Lubero : l’ASOPAAP alerte sur les risques sanitaires liés aux étangs piscicoles à Musienene
Les étangs piscicoles de la zone de santé de Musienene continuent d’être à la base des problèmes affectant la santé humaine. C’est l’observation qu’a donnée un animateur de l’organisation Appui solidaire aux paysans, agriculteurs et artisans pour le développement (ASOPAAP). Mathias Kasereka Kaleya est intervenu lors de la conférence sur « les répercussions de la crise alimentaire sur le bien-être sanitaire, économique et social des populations riveraines des étangs piscicoles en zone de santé de Musienene ». Cette activité a été organisée, ce mardi 7 avril 2026, à l’occasion de la journée internationale de la santé.
Les activités de cette journée de la santé ont eu lieu au bureau de la SOPREDU/LIAFO situé dans l’aire de santé de Nduko, à Musimba, dans le territoire de Lubero. La société civile santé en a intéressé différentes couches de la population et les acteurs non gouvernementaux de la santé de la zone de santé de Musienene.
À tous ceux-ci, plusieurs sujets liés à la santé ont été décortiqués. Lors de la conférence sur les répercussions de la crise alimentaire sur le bien-être des populations riveraines des étangs piscicoles en zone de santé de Musienene, Mathias Kasereka Kaleya de l’ASOPAAD a montré les conséquences qui tombent sur la population. Celles-ci résultent des étangs piscicoles créés hors normes et mal entretenus.
L’aire de santé de Kyambogho est la plus problématique en ce qui du paludisme, parmi les 22 aires que constitue la zone de santé de Musienene, a expliqué l’intervenant.

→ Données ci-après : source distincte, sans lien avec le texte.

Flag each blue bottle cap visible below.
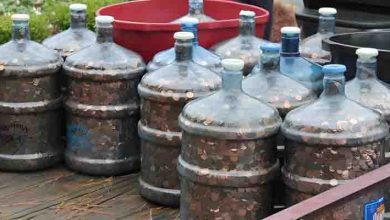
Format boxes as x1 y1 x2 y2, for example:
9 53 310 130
260 43 281 53
181 17 199 26
322 64 347 75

“L’aire de santé de Kyambogho est dominée par des étangs piscicoles suite au non-respect des normes pour créer les étangs piscicoles. Aussi, on manque d’activités d’assainissement et d’entretien. En même temps, les poissons en question, produits par ces étangs, il paraît que ces poissons n’ont pas de suivi à partir des vétérinaires, des techniciens vétérinaires. Alors la population aussi peut consommer des poissons étant affectés. Puis ça doit créer aussi une crise sanitaire. Sur le plan économique, les populations riveraines de ces étangs-là n’ont pas d’intérêt. Il y a aussi un impact social. Si la population était propriétaire, elle pourrait constituer des coopératives et voir dans quelles mesures elle va protéger ces étangs et protéger l’air de santé. Et lutter contre la malnutrition”, a-t-il fait savoir.
Pour prévenir toute cette crise, cet acteur de l’ASOPAAD a recommandé des normes de création des étangs, leur assainissement, le soin des occupants, donc des poissons, et la vente de ces produits halieutiques au niveau local, afin que les entrepreneurs trouvent un revenu pouvant les aider à payer les soins de santé.